The New York Times worried today that if the Ex-Im Banks is shuttered, "American companies could lose billions of dollars in overseas orders and decide to move their operations to other countries that provide generous export financing." Is the Times really arguing Bechtel, "the world's No. 1 choice for engineering, construction, and project management" is in danger of moving even more of their operations overseas? Most of Bechtel's projects are overseas already, employing workers overseas.

The second largest loan is $1 billion to Reliance Industries for turbine generator sets for the Jamnagar Petrochemical Plant. It just happens that Bechtel is providing engineering and technical services for the project, but this loan will be used to purchase the generators from "Fluor, Conoco Philips, et. al." Fluor is a large engineering and construction firm and Conoco is one of the world's largest oil companies. Reliance is a large Indian company and according to their web site accounts for 6.9% of India's indirect tax revenue. It has the highest debt rating available and is India's largest private sector employer. In its latest fiscal year revenue was over $68 billion and net profit almost $3.9 billion.

The New York Times criticizes those who want to shut down the bank "as a symbol of corporate welfare," when in fact "a truly serious crackdown on corporate welfare would involve eliminating corporate tax breaks and wasteful subsidies." Is the Times arguing subsidizing Reliance, Fluor, Conoco, BG Group and Bechtel really not an egregious example of corporate welfare?

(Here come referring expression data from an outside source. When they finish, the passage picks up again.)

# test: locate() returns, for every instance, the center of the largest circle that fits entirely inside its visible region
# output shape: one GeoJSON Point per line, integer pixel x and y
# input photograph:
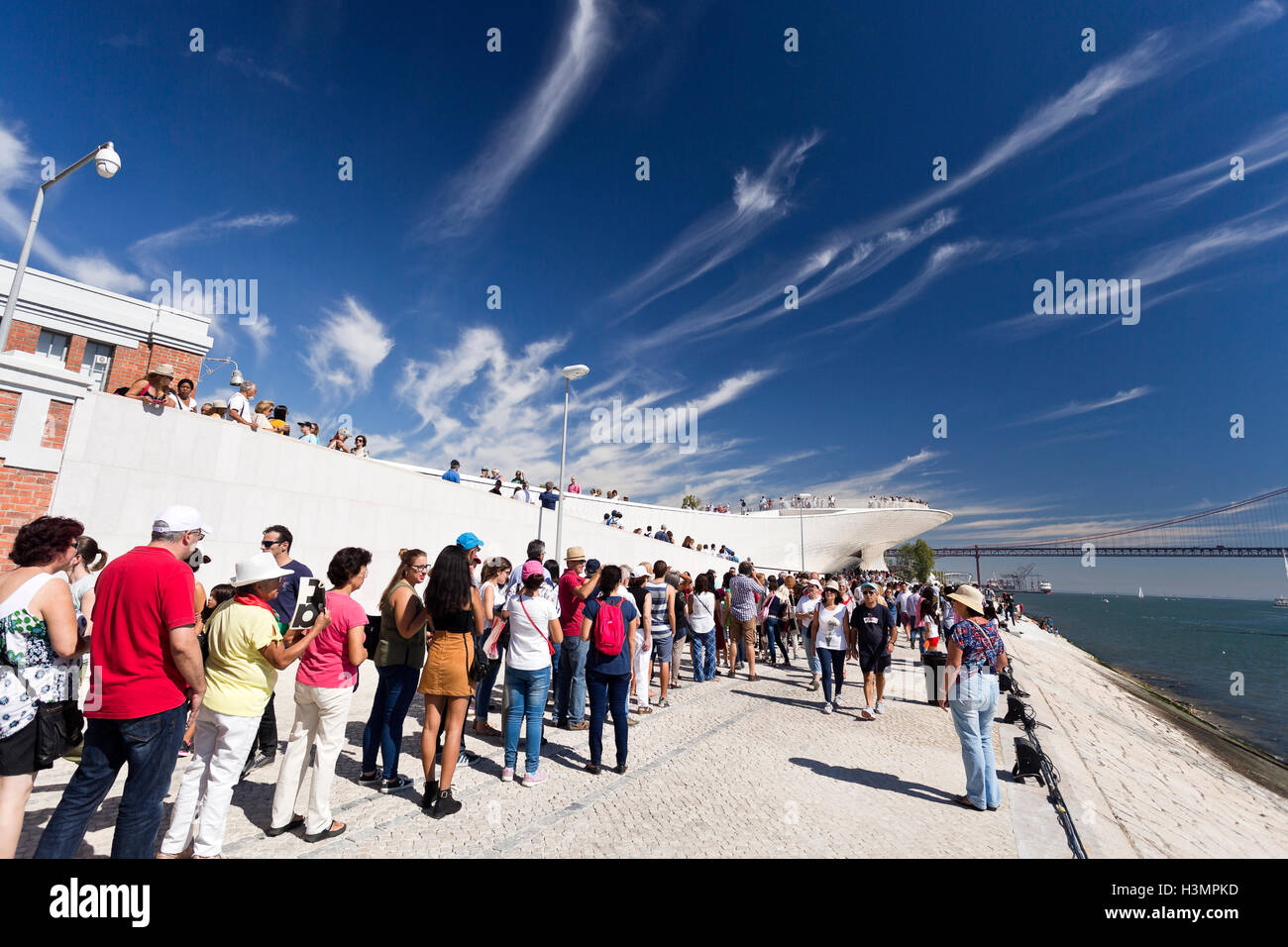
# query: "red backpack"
{"type": "Point", "coordinates": [609, 629]}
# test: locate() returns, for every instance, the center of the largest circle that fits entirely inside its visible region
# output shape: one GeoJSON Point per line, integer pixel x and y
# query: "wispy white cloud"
{"type": "Point", "coordinates": [719, 235]}
{"type": "Point", "coordinates": [1081, 407]}
{"type": "Point", "coordinates": [343, 352]}
{"type": "Point", "coordinates": [526, 132]}
{"type": "Point", "coordinates": [150, 250]}
{"type": "Point", "coordinates": [241, 60]}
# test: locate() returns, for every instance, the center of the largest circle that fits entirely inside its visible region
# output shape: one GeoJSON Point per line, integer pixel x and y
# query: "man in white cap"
{"type": "Point", "coordinates": [146, 678]}
{"type": "Point", "coordinates": [241, 406]}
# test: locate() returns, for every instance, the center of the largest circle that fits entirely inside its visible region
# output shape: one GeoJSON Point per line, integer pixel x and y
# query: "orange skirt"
{"type": "Point", "coordinates": [447, 667]}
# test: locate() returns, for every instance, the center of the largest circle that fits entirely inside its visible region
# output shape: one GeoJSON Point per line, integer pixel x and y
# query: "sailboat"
{"type": "Point", "coordinates": [1282, 602]}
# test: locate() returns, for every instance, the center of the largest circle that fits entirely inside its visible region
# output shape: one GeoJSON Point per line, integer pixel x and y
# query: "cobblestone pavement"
{"type": "Point", "coordinates": [733, 768]}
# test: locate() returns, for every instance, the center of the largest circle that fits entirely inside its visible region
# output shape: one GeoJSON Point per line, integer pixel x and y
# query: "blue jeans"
{"type": "Point", "coordinates": [527, 699]}
{"type": "Point", "coordinates": [571, 682]}
{"type": "Point", "coordinates": [387, 710]}
{"type": "Point", "coordinates": [483, 692]}
{"type": "Point", "coordinates": [150, 748]}
{"type": "Point", "coordinates": [833, 665]}
{"type": "Point", "coordinates": [974, 701]}
{"type": "Point", "coordinates": [608, 692]}
{"type": "Point", "coordinates": [704, 655]}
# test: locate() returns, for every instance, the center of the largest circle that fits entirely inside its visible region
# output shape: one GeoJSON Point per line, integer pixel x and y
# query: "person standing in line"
{"type": "Point", "coordinates": [245, 654]}
{"type": "Point", "coordinates": [571, 677]}
{"type": "Point", "coordinates": [241, 405]}
{"type": "Point", "coordinates": [398, 660]}
{"type": "Point", "coordinates": [455, 620]}
{"type": "Point", "coordinates": [745, 598]}
{"type": "Point", "coordinates": [829, 628]}
{"type": "Point", "coordinates": [608, 625]}
{"type": "Point", "coordinates": [662, 620]}
{"type": "Point", "coordinates": [278, 541]}
{"type": "Point", "coordinates": [875, 634]}
{"type": "Point", "coordinates": [702, 616]}
{"type": "Point", "coordinates": [146, 677]}
{"type": "Point", "coordinates": [975, 654]}
{"type": "Point", "coordinates": [496, 575]}
{"type": "Point", "coordinates": [40, 637]}
{"type": "Point", "coordinates": [323, 688]}
{"type": "Point", "coordinates": [533, 634]}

The third largest loan was to Global Foundries to build a semiconductor plant in Germany. Applied Materials will be supplying the equipment. Global Foundries is based in Silicon Valley but the equipment from Applied Materials will be installed in Germany. Applied Materials generates over $8 billion in sales and is one of the world's leading providers of semiconductor equipment.

The supporters of the bank paint the picture that businesses would fail and exports collapse without its support. Instead, the more realistic portrayal is large, well financed companies are using the US taxpayer to subsidize their operations. I can understand why Big Business loves the Ex-Im Bank. I can't understand why the Times and Democrats do as well.